JIS News

The Jamaica Organic Agriculture Movement (JOAM) has endorsed government’s move to develop the organic farming industry and has offered to make all of JOAM’s products and experiences available for the success of the initiative.
JOAM’s president, Dr. Dwight Robinson, made the offer at a meeting at the Agriculture Ministry recently, where Minister Roger Clarke announced that the government would be allocating $20 million towards the development of the organic produce industry over the next three years.
In accepting the offer, Minister Clarke acknowledged the pioneering work and success of JOAM.
The organization has, over the years, made great strides in attracting national attention to the importance and benefits of organic production, and had trained Jamaica’s first internationally certified organic inspectors; certified Jamaica’s first organic producers; written Jamaica’s Organic Standard – assuring compliance with international requirements; trained farmers in organic production methods and established several hectares of demonstration crops.
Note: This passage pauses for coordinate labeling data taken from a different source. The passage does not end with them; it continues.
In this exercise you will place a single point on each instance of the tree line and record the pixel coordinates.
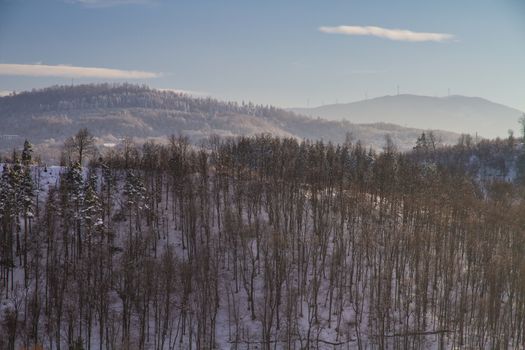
(259, 242)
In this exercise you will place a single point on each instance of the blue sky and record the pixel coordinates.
(285, 53)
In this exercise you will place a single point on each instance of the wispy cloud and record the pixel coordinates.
(109, 3)
(385, 33)
(42, 70)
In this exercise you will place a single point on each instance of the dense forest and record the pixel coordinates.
(264, 243)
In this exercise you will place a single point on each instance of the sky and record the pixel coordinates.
(293, 53)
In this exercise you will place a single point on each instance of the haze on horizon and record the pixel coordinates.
(293, 54)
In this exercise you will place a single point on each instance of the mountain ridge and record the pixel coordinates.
(457, 113)
(113, 111)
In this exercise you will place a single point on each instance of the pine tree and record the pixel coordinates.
(27, 153)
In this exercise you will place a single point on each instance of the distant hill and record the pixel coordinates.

JOAM has also received international attention for its work. In fact, the Caribbean Region Organic Agriculture Movement (CROAM) regards Jamaica, through JOAM, as the regional leader and as such, has proposed to adopt the JOAM standard as the criterion for the region and to use the JOAM’s organizational structure and procedures as the model for new groups to follow.
The government’s proposal for the development of the industry, will see priority attention being given to the production of organic vegetables; root crops; tropical fruits; herbs/spices and medicinal plants; beverage crops such as cocoa, coffee and coconut; banana and plantain; grass-fed beef; mutton and goat as well as free-range chickens and eggs.
The intent is to tap into the international organic market, which is estimated to value some US$25 billion.
To support the development of the industry, the Minister has proposed the creation of an organic agriculture support unit, to provide technical support to organic farmers, including carrying out research and establishing demonstration plots. In addition, the Ministry will, with the help of stakeholders, develop a national policy on organic agriculture within the next 12 months and facilitate the drafting of legislation to protect the integrity of the organic agriculture industry.
Minister Clarke said that the government strongly supported any venture that would enhance agricultural production. “To improve food safety and to facilitate international trade, we are moving towards the adoption of good agricultural practices in all facets of the agricultural production chain,” he stated.